Implications for Practice

In this study, the aim was to identify the extent to which an a priori set of behavior support techniques can be implemented and embedded into an efficacious reading curriculum to improve student engagement during instruction. Results suggested that it is feasible and effective at improving engagement to systematically integrate well-researched behavioral techniques (e.g., Simonsen et al., 2015; Wills et al., 2018), such as teaching instructors to (a) identify teach, and review group rules, (b) deliver behavior specific praise and precorrections, and (c) implement a token economy. Furthermore, even though this study used a single reading curriculum, (Voyager Passport), this curriculum shares many characteristics with other small group reading interventions, such as explicit systematic instruction and active learning strategies. Therefore, it is probable that the behavior supports embedded into this curriculum could be used with similar reading curricula.

Overall, students with co-occurring reading difficulties and inattention need support to maintain engagement during reading instruction. Research has suggested the best method to address both reading and engagement may be to do so simultaneously (Burns et al., 2012; Kuchle & Riley-Tillman, 2019; MacDonald et al., 2020; Roberts et al., 2021). Findings from this study suggested that embedding behavior support into an evidence-based reading curriculum led to large Tau-U effect sizes in engagement for two of the three fourth-grade students with co-occurring reading difficulties and inattention. Therefore, the primary implication for practice from this study is that adding behavioral support principles to a standardized reading curriculum has the potential to lead to an increase in the percentage of time students are engaged in the reading instruction.

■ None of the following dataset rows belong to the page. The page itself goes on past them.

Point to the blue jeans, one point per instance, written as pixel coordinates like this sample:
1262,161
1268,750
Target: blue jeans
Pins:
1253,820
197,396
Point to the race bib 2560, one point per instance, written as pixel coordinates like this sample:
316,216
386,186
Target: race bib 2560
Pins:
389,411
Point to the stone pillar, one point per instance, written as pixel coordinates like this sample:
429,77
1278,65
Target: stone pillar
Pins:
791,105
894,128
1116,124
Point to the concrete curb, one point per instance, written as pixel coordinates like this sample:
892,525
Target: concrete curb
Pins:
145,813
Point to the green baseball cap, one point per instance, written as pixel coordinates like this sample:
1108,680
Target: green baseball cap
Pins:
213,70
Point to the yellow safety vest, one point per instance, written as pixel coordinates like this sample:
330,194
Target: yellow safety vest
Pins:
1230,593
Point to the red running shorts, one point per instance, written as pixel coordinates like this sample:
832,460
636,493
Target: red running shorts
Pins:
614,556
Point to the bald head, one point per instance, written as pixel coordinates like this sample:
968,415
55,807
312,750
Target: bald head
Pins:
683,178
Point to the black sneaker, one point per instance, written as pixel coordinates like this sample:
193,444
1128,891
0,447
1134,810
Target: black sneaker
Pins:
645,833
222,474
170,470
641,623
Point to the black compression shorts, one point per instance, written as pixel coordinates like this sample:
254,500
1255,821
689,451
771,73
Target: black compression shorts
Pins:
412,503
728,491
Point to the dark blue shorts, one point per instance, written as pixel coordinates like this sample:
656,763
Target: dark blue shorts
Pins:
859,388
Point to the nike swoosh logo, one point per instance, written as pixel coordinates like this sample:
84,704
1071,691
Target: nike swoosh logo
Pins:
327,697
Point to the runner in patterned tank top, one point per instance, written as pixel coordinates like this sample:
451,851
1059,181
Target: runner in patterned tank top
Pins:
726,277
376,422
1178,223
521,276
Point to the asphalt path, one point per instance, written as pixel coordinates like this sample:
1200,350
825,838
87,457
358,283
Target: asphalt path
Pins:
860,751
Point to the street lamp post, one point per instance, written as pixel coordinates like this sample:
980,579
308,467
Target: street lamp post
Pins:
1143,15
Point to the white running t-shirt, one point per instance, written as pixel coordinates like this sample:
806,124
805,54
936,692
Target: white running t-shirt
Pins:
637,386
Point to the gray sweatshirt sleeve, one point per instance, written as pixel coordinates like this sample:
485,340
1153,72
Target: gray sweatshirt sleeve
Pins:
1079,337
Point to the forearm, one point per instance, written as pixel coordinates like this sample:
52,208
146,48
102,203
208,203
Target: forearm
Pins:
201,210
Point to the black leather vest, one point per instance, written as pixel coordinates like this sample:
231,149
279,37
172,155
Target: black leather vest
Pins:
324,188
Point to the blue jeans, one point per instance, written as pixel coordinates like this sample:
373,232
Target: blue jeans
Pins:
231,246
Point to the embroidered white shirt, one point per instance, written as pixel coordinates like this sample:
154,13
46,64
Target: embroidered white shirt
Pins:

In conclusion, this study included novel methods to support students with reading difficulties and inattention by embedding antecedent- and consequence-based behavioral supports into reading instruction and by measuring behavior through direct observation measures. To the best of our knowledge, this is the first study to have these study characteristics. Moreover, since procedural fidelity was high and Tau-U effect sizes were large for two of the three students, this study’s intervention shows promise for usability and future research.